In a major milestone for Pakistan’s telecom sector, the country’s largest mobile network operator has successfully completed the transfer of its mobile tower assets to a dedicated tower company, following years of regulatory delays and failed deals. The sale of Jazz’s 10,500 towers, previously managed by its wholly owned subsidiary Deodar, to Engro Connect for $563 million was recently approved by the Competition Commission of Pakistan (CCP), PTA and sanctioned by the Islamabad High Court under “The Scheme of Arrangement.” This move brings Pakistan closer to aligning with international best practices in mobile infrastructure.
Globally, mobile network operators (MNOs) have shifted from owning tower infrastructure to outsourcing it to specialized firms known as TowerCos. This model allows multiple MNOs to share a single tower, reducing operating costs and enabling quicker rollout of technologies like 5G, which demands higher tower density. Countries like China, India, and Indonesia have embraced this approach, with TowerCos owning the majority of mobile towers. In Malaysia, TowerCos control over 60% of towers, while in nations such as Myanmar, Bangladesh, and the Philippines, they own more than half of existing tower infrastructure.
Pakistan began its slow transition toward tower outsourcing nearly a decade ago, with TowerCos owning about 20% of towers to date, while the majority still remain under MNO control. Jazz first explored this transition in 2017 by transferring its towers to Deodar and then attempting a deal with Edotco in 2018, valued at $940 million. That agreement was blocked by regulators, with no clear explanation for the rejection. A second attempt in 2022 involving TPL REIT Management Company and UAE-based TASC Towers Holding also collapsed due to complex deal structuring and delays in regulatory approval.

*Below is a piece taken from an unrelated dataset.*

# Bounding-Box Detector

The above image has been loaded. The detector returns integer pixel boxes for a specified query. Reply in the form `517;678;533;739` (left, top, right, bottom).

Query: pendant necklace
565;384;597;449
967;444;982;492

The latest transaction between Jazz parent company Veon and Engro Corp marks a rare regulatory success in a sector often bogged down by procedural red tape. Despite the deal finally going through, the fact that Pakistan’s largest MNO had to try three times over eight years highlights the challenges faced by operators trying to adopt globally accepted models. Telenor Pakistan also made a similar attempt in 2023 by transferring its towers to Orion Towers, but the sale did not materialise. Telenor Group CEO Sigve Brekke openly criticized the business climate in Pakistan, citing it as one of the reasons for the group’s decision to exit the market.
The inefficiencies in Pakistan’s telecom infrastructure extend beyond mobile towers. Fixed-line internet service providers continue to lay individual optic fibre cables along the same routes, creating unnecessary duplication in wealthy areas while leaving underserved regions disconnected. Fibre sharing among ISPs is rare due to competitive concerns, which discourages infrastructure sharing and slows expansion. A more efficient model, adopted in countries like Singapore and Sweden, relies on neutral telecom infrastructure providers (TIPs) who own and manage fibre networks accessible to all ISPs on a rental basis.

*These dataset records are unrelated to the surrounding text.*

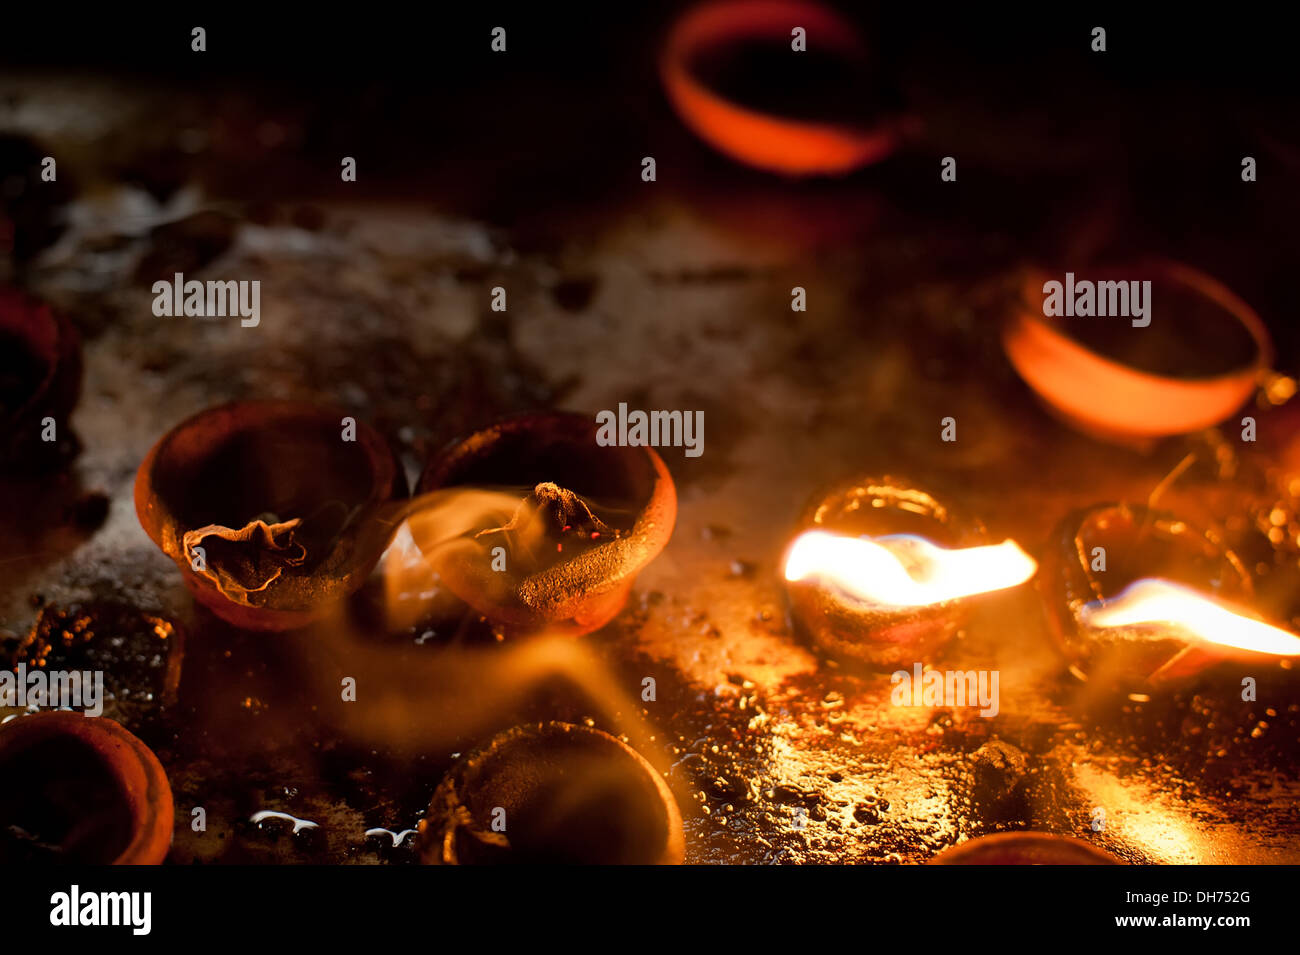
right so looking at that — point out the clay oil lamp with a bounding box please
[416,721,684,865]
[932,832,1122,865]
[782,476,1037,669]
[415,412,676,637]
[1003,261,1272,444]
[135,401,405,631]
[0,712,174,865]
[1042,503,1300,689]
[0,287,81,467]
[660,0,906,176]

Pakistan does have a licensing category for TIPs, but the absence of a robust regulatory framework impedes their growth. Shifting the focus of initiatives like the Universal Service Fund (USF) from subsidising individual ISPs to supporting TIPs would significantly improve fibre network reach and utilisation. Creating a policy environment that supports neutral infrastructure providers for both mobile and fixed networks is essential for building the foundation of a truly inclusive Digital Pakistan.